George Kidd was relatively unknown in the charity sector before becoming chair in December of the working group on the implementation of the new Fundraising Preference Service. But he now occupies a role which has the potential to fundamentally change the way charities raise money.
Kidd will be discussing the scope of the new service and its possible implications as part of a panel debate taking place on Tuesday afternoon.
Over the past few months, Kidd, who is chair of the Direct Marketing Commission and chief executive of the Online Dating Association, have been leading a group of professionals, mostly from charities, who by the early summer will have to come up with a plan for how the FPS should operate.
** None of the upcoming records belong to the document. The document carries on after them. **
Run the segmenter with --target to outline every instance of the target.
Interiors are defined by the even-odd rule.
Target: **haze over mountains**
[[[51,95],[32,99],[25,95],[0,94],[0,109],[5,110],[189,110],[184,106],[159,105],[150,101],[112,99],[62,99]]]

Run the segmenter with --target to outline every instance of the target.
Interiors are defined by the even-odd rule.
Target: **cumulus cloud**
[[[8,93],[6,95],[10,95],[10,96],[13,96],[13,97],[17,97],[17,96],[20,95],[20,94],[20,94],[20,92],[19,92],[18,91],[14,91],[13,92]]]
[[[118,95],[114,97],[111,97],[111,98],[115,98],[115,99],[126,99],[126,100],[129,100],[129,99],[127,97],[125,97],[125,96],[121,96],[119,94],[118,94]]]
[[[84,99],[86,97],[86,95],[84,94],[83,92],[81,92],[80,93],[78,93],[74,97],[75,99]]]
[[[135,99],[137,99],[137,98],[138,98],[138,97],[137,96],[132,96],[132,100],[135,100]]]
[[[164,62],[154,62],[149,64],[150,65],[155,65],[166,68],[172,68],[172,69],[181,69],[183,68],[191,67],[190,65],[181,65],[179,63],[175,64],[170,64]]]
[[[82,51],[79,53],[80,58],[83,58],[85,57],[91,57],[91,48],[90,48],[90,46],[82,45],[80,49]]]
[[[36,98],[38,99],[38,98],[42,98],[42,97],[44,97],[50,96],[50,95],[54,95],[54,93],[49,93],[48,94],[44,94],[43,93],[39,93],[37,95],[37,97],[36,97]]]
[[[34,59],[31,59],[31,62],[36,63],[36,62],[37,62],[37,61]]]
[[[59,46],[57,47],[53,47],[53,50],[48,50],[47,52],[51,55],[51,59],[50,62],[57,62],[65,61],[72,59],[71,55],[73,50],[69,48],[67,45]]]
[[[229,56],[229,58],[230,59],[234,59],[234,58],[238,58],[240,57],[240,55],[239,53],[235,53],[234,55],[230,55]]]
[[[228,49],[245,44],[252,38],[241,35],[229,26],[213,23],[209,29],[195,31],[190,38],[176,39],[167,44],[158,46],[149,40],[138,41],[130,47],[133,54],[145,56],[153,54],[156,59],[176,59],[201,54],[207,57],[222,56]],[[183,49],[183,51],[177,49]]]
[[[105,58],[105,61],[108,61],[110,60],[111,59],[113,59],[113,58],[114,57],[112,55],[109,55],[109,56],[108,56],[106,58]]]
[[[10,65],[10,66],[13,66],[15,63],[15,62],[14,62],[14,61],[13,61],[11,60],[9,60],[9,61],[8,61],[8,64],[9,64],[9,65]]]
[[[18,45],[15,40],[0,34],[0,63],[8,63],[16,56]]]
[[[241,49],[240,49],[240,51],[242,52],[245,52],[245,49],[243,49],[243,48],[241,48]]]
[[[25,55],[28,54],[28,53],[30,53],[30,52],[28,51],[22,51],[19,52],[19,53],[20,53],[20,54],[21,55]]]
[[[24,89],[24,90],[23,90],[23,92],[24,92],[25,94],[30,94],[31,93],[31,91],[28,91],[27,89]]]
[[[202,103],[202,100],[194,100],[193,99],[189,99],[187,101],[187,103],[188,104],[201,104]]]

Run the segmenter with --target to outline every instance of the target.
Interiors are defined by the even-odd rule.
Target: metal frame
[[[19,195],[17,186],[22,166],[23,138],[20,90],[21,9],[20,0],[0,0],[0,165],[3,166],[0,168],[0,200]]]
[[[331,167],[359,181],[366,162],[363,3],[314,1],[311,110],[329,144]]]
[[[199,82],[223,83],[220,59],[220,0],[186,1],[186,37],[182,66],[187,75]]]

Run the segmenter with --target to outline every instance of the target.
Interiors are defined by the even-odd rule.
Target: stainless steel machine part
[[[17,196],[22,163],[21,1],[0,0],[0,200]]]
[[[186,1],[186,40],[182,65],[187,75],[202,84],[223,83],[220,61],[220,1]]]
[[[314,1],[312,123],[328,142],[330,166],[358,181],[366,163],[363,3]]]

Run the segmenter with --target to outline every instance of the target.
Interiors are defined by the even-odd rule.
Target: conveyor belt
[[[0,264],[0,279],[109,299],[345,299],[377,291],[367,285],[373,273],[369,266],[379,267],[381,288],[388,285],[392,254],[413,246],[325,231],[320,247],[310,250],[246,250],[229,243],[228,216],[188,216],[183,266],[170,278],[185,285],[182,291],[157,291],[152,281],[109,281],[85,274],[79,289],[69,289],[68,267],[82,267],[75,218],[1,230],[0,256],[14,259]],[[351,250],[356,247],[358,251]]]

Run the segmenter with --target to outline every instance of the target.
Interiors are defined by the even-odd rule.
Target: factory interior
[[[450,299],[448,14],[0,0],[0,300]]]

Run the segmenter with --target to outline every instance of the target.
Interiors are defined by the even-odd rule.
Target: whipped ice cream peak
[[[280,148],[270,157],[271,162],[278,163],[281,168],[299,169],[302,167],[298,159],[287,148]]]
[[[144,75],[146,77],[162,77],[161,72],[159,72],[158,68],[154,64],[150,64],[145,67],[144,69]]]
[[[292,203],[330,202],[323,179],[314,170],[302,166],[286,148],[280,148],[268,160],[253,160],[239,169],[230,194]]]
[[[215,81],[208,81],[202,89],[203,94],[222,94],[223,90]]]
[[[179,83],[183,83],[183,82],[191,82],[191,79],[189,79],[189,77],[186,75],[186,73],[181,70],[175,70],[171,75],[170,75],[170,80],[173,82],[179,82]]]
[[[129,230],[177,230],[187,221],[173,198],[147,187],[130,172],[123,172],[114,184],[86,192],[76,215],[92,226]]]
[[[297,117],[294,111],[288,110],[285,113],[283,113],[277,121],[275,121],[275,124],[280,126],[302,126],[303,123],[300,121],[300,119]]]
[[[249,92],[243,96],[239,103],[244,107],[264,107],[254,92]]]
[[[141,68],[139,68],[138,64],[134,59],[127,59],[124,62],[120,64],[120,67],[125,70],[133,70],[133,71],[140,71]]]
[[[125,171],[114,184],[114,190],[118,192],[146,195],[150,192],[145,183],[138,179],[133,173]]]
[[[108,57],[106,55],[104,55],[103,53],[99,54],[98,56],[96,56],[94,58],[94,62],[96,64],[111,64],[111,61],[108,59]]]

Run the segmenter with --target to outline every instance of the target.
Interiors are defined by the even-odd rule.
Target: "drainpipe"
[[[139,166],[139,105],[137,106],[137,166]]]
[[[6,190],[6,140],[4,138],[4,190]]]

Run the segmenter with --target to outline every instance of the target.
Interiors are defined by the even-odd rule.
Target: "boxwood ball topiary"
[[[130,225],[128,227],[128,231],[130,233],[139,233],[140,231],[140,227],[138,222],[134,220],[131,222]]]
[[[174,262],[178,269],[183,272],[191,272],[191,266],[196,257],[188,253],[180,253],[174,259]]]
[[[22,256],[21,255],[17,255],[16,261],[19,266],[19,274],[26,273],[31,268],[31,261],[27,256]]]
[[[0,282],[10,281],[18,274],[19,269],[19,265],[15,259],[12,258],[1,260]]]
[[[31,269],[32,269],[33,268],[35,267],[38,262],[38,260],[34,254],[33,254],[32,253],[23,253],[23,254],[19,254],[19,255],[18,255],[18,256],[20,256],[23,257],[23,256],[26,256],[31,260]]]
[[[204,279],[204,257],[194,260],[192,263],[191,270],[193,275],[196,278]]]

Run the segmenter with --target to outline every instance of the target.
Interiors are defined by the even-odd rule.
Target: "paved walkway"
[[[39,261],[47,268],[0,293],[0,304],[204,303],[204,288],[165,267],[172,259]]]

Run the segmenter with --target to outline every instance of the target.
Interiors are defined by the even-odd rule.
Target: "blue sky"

The creating of the FPS was proposed by Sir Stuart Etherington in his review of fundraising self-regulation last autumn. Etherington suggested that it should allow members of the public to opt out easily of all fundraising communications. However, this proposal has proved particularly unpopular with some in the fundraising community who fear it could lead to a dramatic fall in donations.
They have called for the service to be watered down and for members of the public to have the right to block communications from charities that they consider an annoyance. However, the working group on the FPS appears to have ruled out this suggestion.
Kidd will speak alongside Stephen Dunmore, interim chief executive of the Fundraising Regulator, and Helen McEachern, director of fundraising at ActionAid UK.
This session will provide delegates with the chance to hear the latest thinking about how the new regulatory regime will operate and to pose their own questions to the people in charge.